Keywords are no longer the kings of content marketing they once were, but they’re still important. Google still uses keywords to help understand whether your content is relevant for a searcher. And since the vast majority of people seeking goods and services start with the search engines, home improvement companies can’t afford to get keywords wrong.
Here are three common mistakes you might be making when choosing keywords for your blog posts, landing pages, and other website content:
1. Going Too Big
Keywords are not a go-big-or-go-home proposition. But businesses that do their own keyword research tend to take this approach. They pick the keywords with the highest number of searches because if more people are looking, that means more traffic and conversions, right?

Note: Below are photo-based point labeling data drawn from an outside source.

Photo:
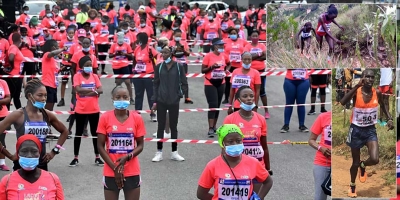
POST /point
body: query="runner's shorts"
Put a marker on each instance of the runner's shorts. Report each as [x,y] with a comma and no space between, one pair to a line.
[360,136]
[131,182]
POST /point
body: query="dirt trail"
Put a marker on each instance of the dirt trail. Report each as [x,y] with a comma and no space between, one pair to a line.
[373,187]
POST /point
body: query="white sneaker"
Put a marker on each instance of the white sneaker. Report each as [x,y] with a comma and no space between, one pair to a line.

Not necessarily. A keyword with 100,000 searches may be too broad to do a great deal of good.
Consider the keyword “window.” It has between 100,000 and 1 million average monthly searches. That’s a lot of people, so why not target that keyword to get some of those people on your page?

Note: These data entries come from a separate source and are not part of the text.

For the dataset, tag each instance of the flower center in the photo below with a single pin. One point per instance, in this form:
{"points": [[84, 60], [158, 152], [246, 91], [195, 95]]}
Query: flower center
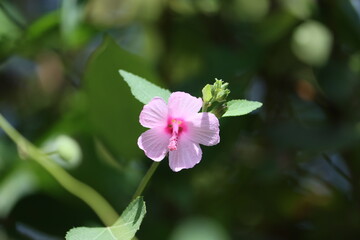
{"points": [[175, 127]]}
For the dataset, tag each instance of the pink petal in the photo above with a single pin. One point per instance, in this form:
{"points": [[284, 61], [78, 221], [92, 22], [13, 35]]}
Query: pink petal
{"points": [[187, 156], [203, 128], [154, 142], [154, 114], [183, 105]]}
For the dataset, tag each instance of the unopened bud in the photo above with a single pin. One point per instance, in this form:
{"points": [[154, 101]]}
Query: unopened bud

Because you don’t know what the intent might be. People could search “window” for a variety of reasons that have nothing to do with using your services—or even to do with actual windows.

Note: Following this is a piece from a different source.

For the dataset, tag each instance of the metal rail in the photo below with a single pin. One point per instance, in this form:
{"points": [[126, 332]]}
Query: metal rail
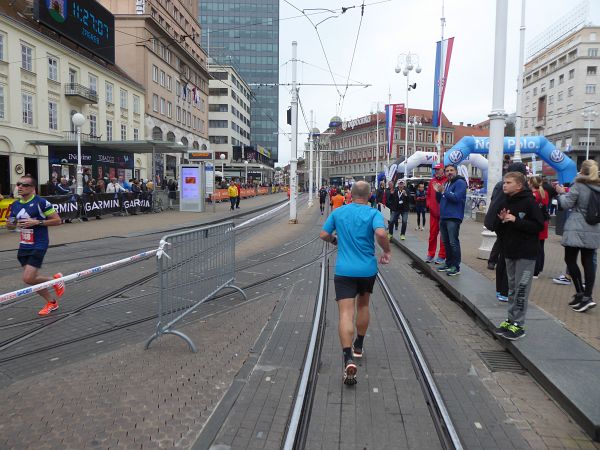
{"points": [[443, 422]]}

Compare that to keywords such as “when to replace windows” and “cost of new windows.” These phrases have average monthly search volumes that are much lower (up to around 10K), but the people entering them are more likely to be looking for window services.
2. Not Paying Attention to Traffic
At the same time, traffic is important. If you’re a window fashion business with a new sheer curtain décor line in Monroe, Louisiana, you might think a keyword such as “sheer curtain window fashions in Monroe” would be a great keyword. But if it’s getting less than 10 searches a month, it’s not going to drive enough traffic to your page to make it worth targeting specifically.
3. Only Targeting a Single Keyword at a Time
The good news is that you don’t need to target a single keyword at a time. You should be categorizing your keywords so you can target a few at a time on a single page—that enhances the performance of your content by casting a slightly wider net.
Groups of keywords should center on user intent. That way, you can be sure the content you’re creating answers user intent no matter which keyword was used. For example, the following keywords have similar user intent—the people using them are looking for information on window costs and may be looking to make a purchase in the near future:
- Cost of new windows
- Repair vs. replacement window costs
- New window financing
You could write content that addresses all of these keywords and still serve the intent of people using each one.